Skechers’ CFO John Vandemore said on an analyst call earlier this year that Skechers’ sourcing network is largely split between China and Vietnam with each country representing in the “40-ish percent range.” The brand also does a “pretty significant business” selling into China that wouldn’t be affected by tariffs on U.S. imports.
He said Skechers continues to look for opportunities to diversify its production, partnering with factories in India, Indonesia, Turkey, Mexico and elsewhere. However, he still said it’s challenging to deal with trade uncertainties. “I think the one thing that we’ve learned is you can’t really react to hypotheticals, but you need to be very quick to react to actual results, Vandemore said. “And so, we’ll be poised to react should we need to, although I would note again, it’s going to be limited by that footprint. And I’d say the footprint of the footwear industry and apparel industry as a whole.”
Vandemore added that competitors will be feeling the same pressures. He elaborated, “Our anticipation is you’re going to have to see quite a bit of adjustment across the industry, not just with one brand or another.”
Silver Linings
One side benefit from the tariff threat, notes FDRA’s Priest, has been increasing awareness around the impact of tariffs. A post-election survey of 2,000 voters commissioned by the FDRA found 74 percent of Republicans and 53 percent of all Americans support tariffs on computer chips or products vital to national security, but a solid majority, including Republicans, oppose raising tariffs on essential household items as well as kids’ shoes and running/walking shoes.
Priest said the survey shows Americans “understand they are the ones who ultimately bear the cost” of tariffs. He hopes any tariff action from the incoming Trump administration avoids consumer goods as other surveys show consumers continue to face inflation fatigue.
Lamar hopes a deeper exploration of trade leads to stronger, long-term trade agreements and trade preference programs solidified with other regions, including renewal of the soon-to-expire African Growth and Opportunity Act (AGOA) and Haiti HELP/HOPE programs as well as the long-expired Generalized System of Preferences (GSP) program.

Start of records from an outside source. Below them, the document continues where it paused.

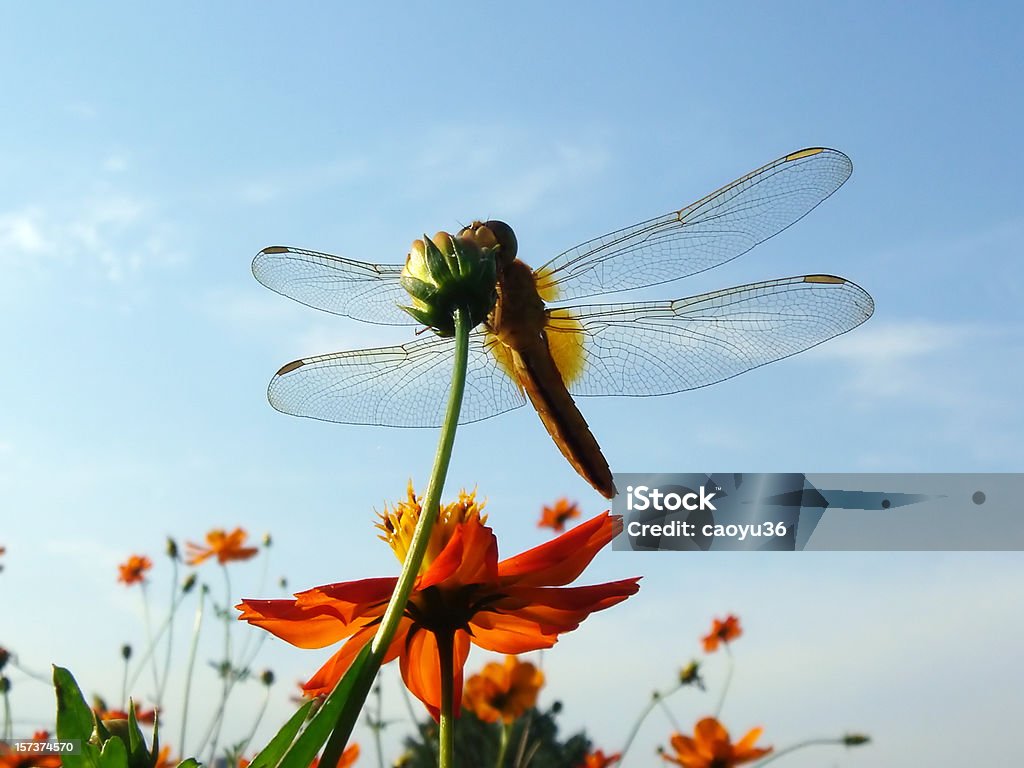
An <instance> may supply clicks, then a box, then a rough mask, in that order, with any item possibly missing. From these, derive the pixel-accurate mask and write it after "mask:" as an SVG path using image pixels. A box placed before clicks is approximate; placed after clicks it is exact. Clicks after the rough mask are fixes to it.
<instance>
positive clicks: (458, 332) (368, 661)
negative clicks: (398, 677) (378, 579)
mask: <svg viewBox="0 0 1024 768" xmlns="http://www.w3.org/2000/svg"><path fill="white" fill-rule="evenodd" d="M454 314H455V365H454V369H453V372H452V387H451V389H450V390H449V401H447V410H446V411H445V413H444V423H443V425H442V426H441V434H440V439H439V440H438V443H437V452H436V454H435V455H434V467H433V471H432V472H431V474H430V482H429V484H428V485H427V493H426V498H425V499H424V502H423V512H422V514H421V515H420V519H419V521H418V522H417V524H416V529H415V530H414V531H413V538H412V540H411V541H410V545H409V553H408V554H407V555H406V561H404V563H402V566H401V573H400V574H399V575H398V583H397V584H396V585H395V588H394V592H393V593H392V594H391V600H390V602H388V605H387V608H386V609H385V611H384V616H383V618H382V620H381V623H380V626H379V627H378V628H377V634H376V635H375V636H374V639H373V642H372V643H371V644H370V655H369V656H368V657H367V663H366V664H364V665H362V666H361V667H360V668H359V670H358V671H357V672H358V677H357V678H356V679H355V681H354V683H353V686H352V691H351V696H352V699H353V700H358V701H365V700H366V697H367V694H368V693H369V692H370V688H371V686H372V685H373V681H374V679H375V678H376V677H377V671H378V670H379V669H380V666H381V662H382V660H383V658H384V654H385V653H386V652H387V649H388V647H389V646H390V645H391V640H392V639H393V638H394V635H395V632H397V630H398V625H399V623H400V622H401V617H402V615H403V614H404V612H406V605H407V604H408V603H409V596H410V595H411V594H412V592H413V585H414V584H415V583H416V578H417V577H418V575H419V573H420V566H421V565H422V564H423V558H424V556H425V555H426V553H427V545H428V544H429V543H430V531H431V529H432V528H433V525H434V522H435V521H436V519H437V513H438V509H439V504H440V498H441V490H443V488H444V478H445V477H446V476H447V469H449V464H451V462H452V449H453V446H454V445H455V433H456V428H457V427H458V425H459V412H460V411H461V410H462V395H463V393H464V392H465V389H466V365H467V362H468V360H469V332H470V325H469V324H470V321H469V313H468V312H467V311H466V310H465V309H462V308H459V309H456V310H455V313H454ZM343 679H344V678H343ZM356 717H357V713H353V712H351V710H350V708H343V709H342V713H341V716H340V717H339V719H338V722H337V723H335V727H334V730H333V731H332V733H331V737H330V738H329V739H328V742H327V746H326V748H325V749H324V756H323V758H322V765H323V766H324V768H335V766H336V765H337V764H338V759H339V758H340V757H341V753H342V751H343V750H344V749H345V743H346V742H347V741H348V736H349V734H351V732H352V727H353V726H354V725H355V720H356Z"/></svg>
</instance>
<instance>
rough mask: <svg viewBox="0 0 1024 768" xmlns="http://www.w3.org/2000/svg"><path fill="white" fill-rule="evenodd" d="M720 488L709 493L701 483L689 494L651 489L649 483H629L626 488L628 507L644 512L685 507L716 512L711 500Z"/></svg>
mask: <svg viewBox="0 0 1024 768" xmlns="http://www.w3.org/2000/svg"><path fill="white" fill-rule="evenodd" d="M720 489H721V488H716V489H715V490H712V492H711V493H710V494H709V493H708V489H707V488H706V487H705V486H703V485H701V486H700V487H699V489H697V490H691V492H690V493H688V494H675V493H668V494H663V493H662V492H660V490H659V489H658V488H653V489H651V488H649V487H648V486H647V485H637V486H636V487H633V486H632V485H629V486H627V488H626V509H628V510H629V511H631V512H634V511H636V512H643V511H644V510H648V509H653V510H656V511H658V512H675V511H677V510H680V509H685V510H686V511H687V512H696V511H697V510H700V511H701V512H703V511H711V512H716V511H717V510H716V509H715V505H714V504H712V503H711V502H712V499H714V498H715V496H716V494H717V492H718V490H720Z"/></svg>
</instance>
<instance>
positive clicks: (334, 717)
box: [278, 644, 380, 768]
mask: <svg viewBox="0 0 1024 768" xmlns="http://www.w3.org/2000/svg"><path fill="white" fill-rule="evenodd" d="M368 665H369V666H372V667H373V669H372V670H371V669H366V670H365V669H364V668H366V667H368ZM379 669H380V664H379V663H378V664H377V665H370V645H369V644H368V645H365V646H364V647H362V650H360V651H359V654H358V655H357V656H356V657H355V660H354V662H352V666H351V667H349V668H348V672H346V673H345V676H344V677H343V678H342V679H341V682H340V683H338V685H337V686H335V689H334V690H333V691H331V695H330V696H328V697H327V700H326V701H325V702H324V703H323V706H322V707H321V708H319V710H318V711H317V712H316V714H315V715H314V716H313V719H312V720H310V721H309V725H307V726H306V729H305V730H304V731H302V734H301V735H300V736H299V737H298V738H297V739H296V740H295V743H294V744H292V746H291V749H290V750H289V751H288V753H287V754H286V755H285V757H284V758H283V759H282V761H281V762H280V763H279V764H278V768H308V766H309V764H310V763H311V762H312V761H313V758H314V757H316V753H317V752H319V749H321V748H322V746H323V745H324V743H325V742H326V741H327V740H328V738H329V737H330V736H331V734H332V733H333V732H334V728H335V725H336V724H339V725H340V727H341V729H342V730H344V729H345V728H346V727H347V733H344V734H343V735H344V737H345V738H346V739H347V738H348V734H349V733H351V730H352V726H353V725H354V724H355V721H356V720H357V719H358V717H359V712H360V711H361V710H362V702H364V701H365V700H366V698H367V694H368V693H369V692H370V686H371V685H372V684H373V681H374V678H375V677H376V676H377V670H379ZM343 721H344V724H342V723H343Z"/></svg>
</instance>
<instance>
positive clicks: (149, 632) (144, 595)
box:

He also said the incoming Trump administration may be more open than the current administration to initiating new trade agreements, noting that Trump signed the US-Mexico-Canada Agreement (USMCA) that updated the NAFTA agreement.
“If tariffs continue to be widely or loosely threatened, as they have been, trade policy only becomes more chaotic, which hurts American consumers and U.S jobs and competitiveness,” said Lamar. “They could also undermine some of the accomplishments – such as USMCA, which is a significant source of leather footwear – that former President Trump achieved in his first term.”